Error in draw_sample(s = 30, r = 1000, p = 0.05) :
(list) object cannot be coerced to type 'double'

Hence, I would have liked to ask for your help to find the issue and build such a function! Thanks!

Answer 1

The error happens during the following section:

inter[[3]][1] > p & inter[[3]][2] < p

Using browser() or running the code line by line, you will notice that

confidence_interval <- list(c(mean_estimate - 1.96*s_estimate/sqrt(si), 
  mean_estimate + 1.96*s_estimate/sqrt(si)))

returns a list itself. So if you want to take the parts themself it will have to be inter[[3]][[i]][1] and inter[[3]][[i]][2] respectively.

A few optimizations are possible to, i will likely edit this comment lately with a few suggestions. :-)

:::Edit::: A slightly more in depth answer. The r[dens] functions in R has some overhead associated with them. As such an easy way of speeding up code, is to run all the simulations once, and perform the calculations on subsets in a clever way.

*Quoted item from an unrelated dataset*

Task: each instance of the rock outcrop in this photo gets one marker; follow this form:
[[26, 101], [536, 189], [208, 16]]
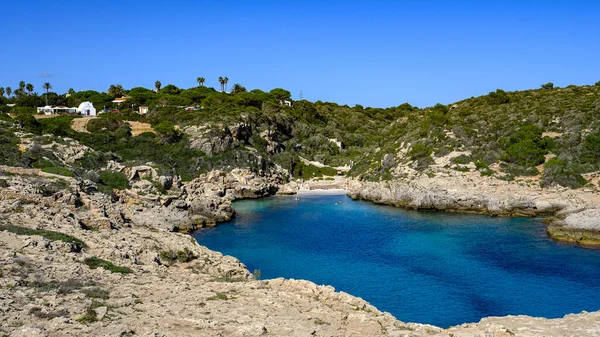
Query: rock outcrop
[[73, 263], [574, 215]]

One way (if the simulation is within memory limit) is shown below inserting everything into a matrix, and then using rowMeans to calculate the necessary information quickly.

draw_sample <- function(s = 1, r = 1, p = .5){
  samples <- matrix(rbinom(n = r * s, size = 1, p = p), ncol = s, nrow = r, byrow = TRUE)
  mean_p <- rowMeans(samples)
  mean_s <- mean_p * (1 - mean_p)
  bound = 1.96 * mean_s / sqrt(s)
  mean_c <- mean(ifelse(mean_p - bound < p & mean_p + bound > p, 1, 0))
  list(mean_p = mean(mean_p), mean_s = mean(mean_s), mean_c = mean_c)
}